Scioperi a raffica. Servono?

da tuttoscuola.com

Scioperi a raffica. Servono?

Non esistono più da anni, e non solo in Italia, soprattutto nell’area del pubblico impiego, quei margini di agibilità finanziaria che avevano consentito ai sindacati di sostenere i negoziati per i rinnovi contrattuali ricorrendo allo sciopero come strumento di pressione per sbloccare le trattative e sottoscrivere gli accordi.
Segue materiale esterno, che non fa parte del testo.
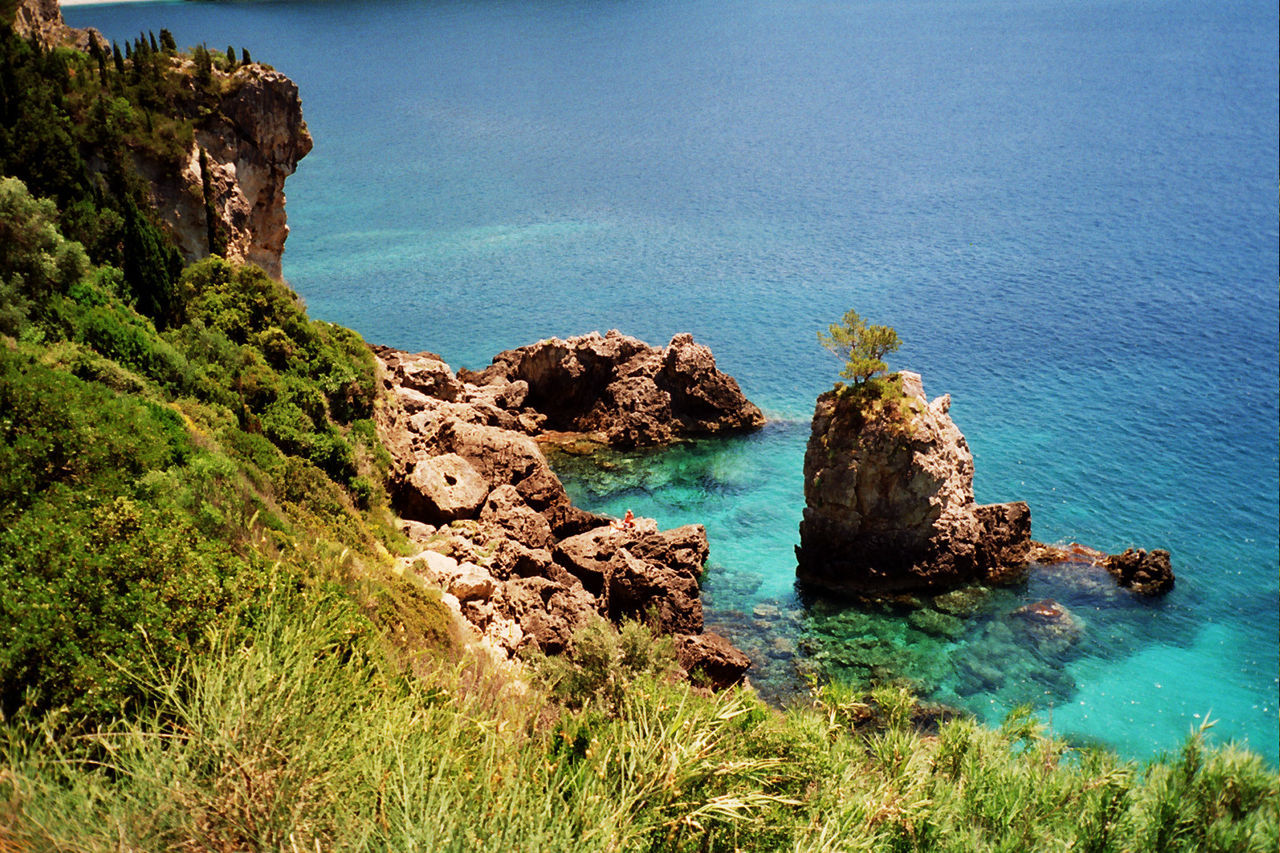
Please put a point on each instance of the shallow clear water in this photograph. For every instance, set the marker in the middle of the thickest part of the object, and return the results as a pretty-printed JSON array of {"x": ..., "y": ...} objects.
[{"x": 1066, "y": 209}]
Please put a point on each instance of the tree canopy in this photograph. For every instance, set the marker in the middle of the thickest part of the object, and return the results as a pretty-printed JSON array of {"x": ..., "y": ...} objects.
[{"x": 863, "y": 347}]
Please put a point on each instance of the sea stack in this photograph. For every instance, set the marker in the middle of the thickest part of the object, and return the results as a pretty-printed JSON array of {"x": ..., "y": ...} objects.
[{"x": 888, "y": 500}]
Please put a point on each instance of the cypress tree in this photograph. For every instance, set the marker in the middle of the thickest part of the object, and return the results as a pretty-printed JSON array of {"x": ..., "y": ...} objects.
[
  {"x": 147, "y": 265},
  {"x": 204, "y": 65}
]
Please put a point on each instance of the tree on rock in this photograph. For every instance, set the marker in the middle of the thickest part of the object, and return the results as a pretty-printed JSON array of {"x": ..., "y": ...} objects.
[{"x": 862, "y": 346}]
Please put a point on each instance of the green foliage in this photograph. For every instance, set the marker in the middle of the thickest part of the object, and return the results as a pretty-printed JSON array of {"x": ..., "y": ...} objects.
[
  {"x": 862, "y": 347},
  {"x": 606, "y": 662},
  {"x": 128, "y": 528},
  {"x": 304, "y": 734}
]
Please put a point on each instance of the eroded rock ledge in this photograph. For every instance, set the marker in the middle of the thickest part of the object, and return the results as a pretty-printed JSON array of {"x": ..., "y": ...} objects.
[
  {"x": 624, "y": 391},
  {"x": 498, "y": 532},
  {"x": 254, "y": 137},
  {"x": 890, "y": 506}
]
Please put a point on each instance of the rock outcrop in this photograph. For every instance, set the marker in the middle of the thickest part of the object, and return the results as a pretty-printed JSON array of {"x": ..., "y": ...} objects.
[
  {"x": 254, "y": 137},
  {"x": 1146, "y": 573},
  {"x": 621, "y": 389},
  {"x": 501, "y": 536},
  {"x": 42, "y": 19},
  {"x": 888, "y": 500},
  {"x": 254, "y": 140}
]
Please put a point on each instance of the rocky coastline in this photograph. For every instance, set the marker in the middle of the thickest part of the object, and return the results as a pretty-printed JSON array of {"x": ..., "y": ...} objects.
[
  {"x": 890, "y": 506},
  {"x": 252, "y": 135},
  {"x": 517, "y": 560}
]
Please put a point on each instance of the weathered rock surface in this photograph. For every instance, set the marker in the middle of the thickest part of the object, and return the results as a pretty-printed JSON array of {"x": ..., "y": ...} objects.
[
  {"x": 1147, "y": 573},
  {"x": 626, "y": 392},
  {"x": 712, "y": 656},
  {"x": 254, "y": 141},
  {"x": 522, "y": 564},
  {"x": 888, "y": 501},
  {"x": 1143, "y": 571},
  {"x": 254, "y": 138}
]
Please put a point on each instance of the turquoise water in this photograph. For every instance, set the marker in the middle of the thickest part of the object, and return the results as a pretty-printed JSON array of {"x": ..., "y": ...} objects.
[{"x": 1068, "y": 210}]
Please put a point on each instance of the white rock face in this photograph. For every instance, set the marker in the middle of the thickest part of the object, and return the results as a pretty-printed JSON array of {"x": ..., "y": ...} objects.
[{"x": 888, "y": 498}]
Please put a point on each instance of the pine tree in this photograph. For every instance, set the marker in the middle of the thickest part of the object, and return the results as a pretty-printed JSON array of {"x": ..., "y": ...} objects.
[{"x": 862, "y": 346}]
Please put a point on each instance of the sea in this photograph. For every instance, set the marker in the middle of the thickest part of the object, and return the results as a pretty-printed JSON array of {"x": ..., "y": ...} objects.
[{"x": 1066, "y": 209}]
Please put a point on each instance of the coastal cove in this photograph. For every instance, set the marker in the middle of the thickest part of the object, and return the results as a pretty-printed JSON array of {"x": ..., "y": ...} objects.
[{"x": 1068, "y": 211}]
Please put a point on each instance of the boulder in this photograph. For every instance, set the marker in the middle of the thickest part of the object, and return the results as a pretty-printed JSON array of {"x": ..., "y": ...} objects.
[
  {"x": 627, "y": 392},
  {"x": 1148, "y": 573},
  {"x": 470, "y": 583},
  {"x": 507, "y": 510},
  {"x": 713, "y": 656},
  {"x": 1050, "y": 625},
  {"x": 888, "y": 500},
  {"x": 641, "y": 571},
  {"x": 649, "y": 591},
  {"x": 548, "y": 611},
  {"x": 443, "y": 488},
  {"x": 528, "y": 568}
]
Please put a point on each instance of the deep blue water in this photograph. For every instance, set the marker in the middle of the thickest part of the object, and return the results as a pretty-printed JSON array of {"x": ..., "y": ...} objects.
[{"x": 1068, "y": 210}]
In tempi di crisi come quelli che viviamo lo sciopero nel settore del lavoro privato è per lo più finalizzato a scongiurare la chiusura delle fabbriche e a difendere i posti di lavoro dalle ristrutturazioni imposte da un mercato sempre più globalizzato. Non a ottenere migliori condizioni salariali, salvo che in pochi settori di nicchia più dinamici e competitivi. Nel settore pubblico, meno esposto al rischio della perdita di posti di lavoro ma dove gli stipendi sono congelati da anni per le note ragioni, ci sono ben poche possibilità che lo sciopero modifichi tale situazione di blocco. E dunque qual è l’obiettivo dello sciopero generale indetto da Cgil e Uil per il 12 dicembre? E dello sciopero proclamato da Cisl, Snals e Gilda per il 1° dicembre 2014?

Ha fondamento l’ipotesi del premier Renzi, respinta dalla leader della Cgil Susanna Camusso (“lo sciopero non è un gioco”, ma “uno straordinario sacrificio”), che questi scioperi servano soprattutto ai sindacati e ai sindacalisti per autolegittimare il loro ruolo e che non servano per risolvere i problemi?

Che con l’arma dello sciopero si possano sconfiggere i “mostri” (come li chiamava Tremonti) della globalizzazione e del debito pubblico crescente sembra francamente irrealistico. Ma che esista un forte e diffuso malcontento tra i lavoratori occupati, compresi quelli della scuola, ci sembra altrettanto inoppugnabile, e i sindacati se ne fanno interpreti. Forse più che una rincorsa di scioperi e arroccamenti reciproci servirebbe più dialogo.